It's not an abstract theory. Mayor Emanuel has alienated a few large swaths of Chicago. His poll numbers have tanked. Other elected officials have begun to question him—openly, no less—and some leading ministers have yearned aloud for a mayor who shows some "heart for the people." But Emanuel continues to make the kinds of friends who keep on giving.
Even more than Mayor Daley before him, Mayor Emanuel has the ability to bury opponents under piles of checks from the wealthy and well connected. Potential rivals across the nation took note when he raised $14 million in about four and a half months leading up to his 2011 mayoral election romp. If anything's changed since then, it's only that he's added a second prolific campaign committee and can host meetings with friends, donors, and favor seekers right in City Hall.

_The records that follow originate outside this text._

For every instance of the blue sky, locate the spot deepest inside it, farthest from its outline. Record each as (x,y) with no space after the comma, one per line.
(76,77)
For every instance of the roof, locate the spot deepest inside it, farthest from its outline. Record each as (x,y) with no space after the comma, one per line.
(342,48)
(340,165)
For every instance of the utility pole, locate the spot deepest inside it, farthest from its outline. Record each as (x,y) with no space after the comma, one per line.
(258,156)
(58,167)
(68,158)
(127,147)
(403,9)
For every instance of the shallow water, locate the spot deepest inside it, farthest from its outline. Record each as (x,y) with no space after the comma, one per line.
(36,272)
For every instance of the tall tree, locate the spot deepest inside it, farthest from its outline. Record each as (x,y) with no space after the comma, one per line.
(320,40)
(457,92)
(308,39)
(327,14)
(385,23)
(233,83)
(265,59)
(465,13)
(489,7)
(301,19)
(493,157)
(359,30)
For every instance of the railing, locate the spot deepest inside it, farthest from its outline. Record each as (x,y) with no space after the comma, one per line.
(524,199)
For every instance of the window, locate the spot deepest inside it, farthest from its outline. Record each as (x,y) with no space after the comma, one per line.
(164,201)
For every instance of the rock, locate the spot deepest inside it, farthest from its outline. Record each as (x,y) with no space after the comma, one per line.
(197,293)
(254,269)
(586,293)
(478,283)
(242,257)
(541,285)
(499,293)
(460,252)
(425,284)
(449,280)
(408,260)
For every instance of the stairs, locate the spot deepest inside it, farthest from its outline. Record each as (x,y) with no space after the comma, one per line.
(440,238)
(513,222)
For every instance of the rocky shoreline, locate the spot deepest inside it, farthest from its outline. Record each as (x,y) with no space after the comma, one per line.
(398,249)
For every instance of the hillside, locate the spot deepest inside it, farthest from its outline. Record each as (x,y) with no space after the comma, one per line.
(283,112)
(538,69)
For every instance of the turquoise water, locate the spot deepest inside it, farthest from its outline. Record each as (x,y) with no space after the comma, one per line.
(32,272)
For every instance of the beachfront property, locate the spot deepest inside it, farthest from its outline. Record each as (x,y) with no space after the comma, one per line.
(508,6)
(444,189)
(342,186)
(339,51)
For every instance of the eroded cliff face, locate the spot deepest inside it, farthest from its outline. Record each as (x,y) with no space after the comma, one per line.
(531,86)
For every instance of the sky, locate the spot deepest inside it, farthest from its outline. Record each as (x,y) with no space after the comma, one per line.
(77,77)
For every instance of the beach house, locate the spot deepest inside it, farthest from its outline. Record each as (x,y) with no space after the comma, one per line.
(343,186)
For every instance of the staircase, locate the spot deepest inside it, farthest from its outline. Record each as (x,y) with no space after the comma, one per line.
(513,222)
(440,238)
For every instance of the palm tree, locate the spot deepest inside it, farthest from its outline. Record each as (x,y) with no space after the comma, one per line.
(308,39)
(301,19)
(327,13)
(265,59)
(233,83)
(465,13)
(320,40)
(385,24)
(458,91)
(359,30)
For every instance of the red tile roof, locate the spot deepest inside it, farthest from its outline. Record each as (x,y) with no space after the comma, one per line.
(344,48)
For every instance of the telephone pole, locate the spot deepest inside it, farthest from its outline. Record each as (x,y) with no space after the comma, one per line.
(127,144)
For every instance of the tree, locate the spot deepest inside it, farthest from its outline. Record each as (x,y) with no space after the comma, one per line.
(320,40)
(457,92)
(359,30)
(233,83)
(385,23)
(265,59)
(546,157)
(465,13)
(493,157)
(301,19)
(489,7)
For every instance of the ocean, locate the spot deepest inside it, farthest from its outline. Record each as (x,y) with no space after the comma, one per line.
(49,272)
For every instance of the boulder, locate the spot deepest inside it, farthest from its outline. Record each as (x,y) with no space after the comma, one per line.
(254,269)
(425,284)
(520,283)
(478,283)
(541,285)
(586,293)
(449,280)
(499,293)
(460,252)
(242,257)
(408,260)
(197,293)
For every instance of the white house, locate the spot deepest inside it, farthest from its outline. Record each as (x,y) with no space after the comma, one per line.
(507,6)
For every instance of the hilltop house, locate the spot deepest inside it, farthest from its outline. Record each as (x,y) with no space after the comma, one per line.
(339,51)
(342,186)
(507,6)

Perhaps there's no better example of the advantage of incumbency than how players involved in the city's despised parking meter privatization deal have ended up enhancing Emanuel's campaign funds.
Emanuel has repeatedly vowed to fight the deal, going so far as to contest bills submitted by the firm that controls the street parking system. More quietly, though, he deployed city attorneys to help Chicago Parking Meters LLC fend off a challenge to the deal in court. And they were successful. Last November a judge dismissed the challenge, ruling that the deal may be lousy but can't be considered illegal as long as the city claimed to be benefiting from it.
Two months later, Winston & Strawn, the high-powered firm that represents Chicago Parking Meters, held a reception for Emanuel that yielded at least $22,500 for his campaign coffers, according to state records.
That's a good chunk of change in the neighborhoods where the mayor is planning to close schools. But it barely ranks the firm in the top echelon of Emanuel donors. Since he was sworn in, 15 other firms or households have given more than Winston & Strawn.
Topping the list is another prominent law firm, Kirkland & Ellis, whose partners contributed nearly $109,000 to the mayor, much of it at a December fund-raiser. The city's top lawyer, corporation counsel Steve Patton, was previously a partner at Kirkland.
Nearly as generous were the leaders of Chopper Trading, a financial trading firm whose CEO, Rajiv Fernando, has hosted fund-raisers for Emanuel and President Barack Obama. Chopper employees gave about $108,000.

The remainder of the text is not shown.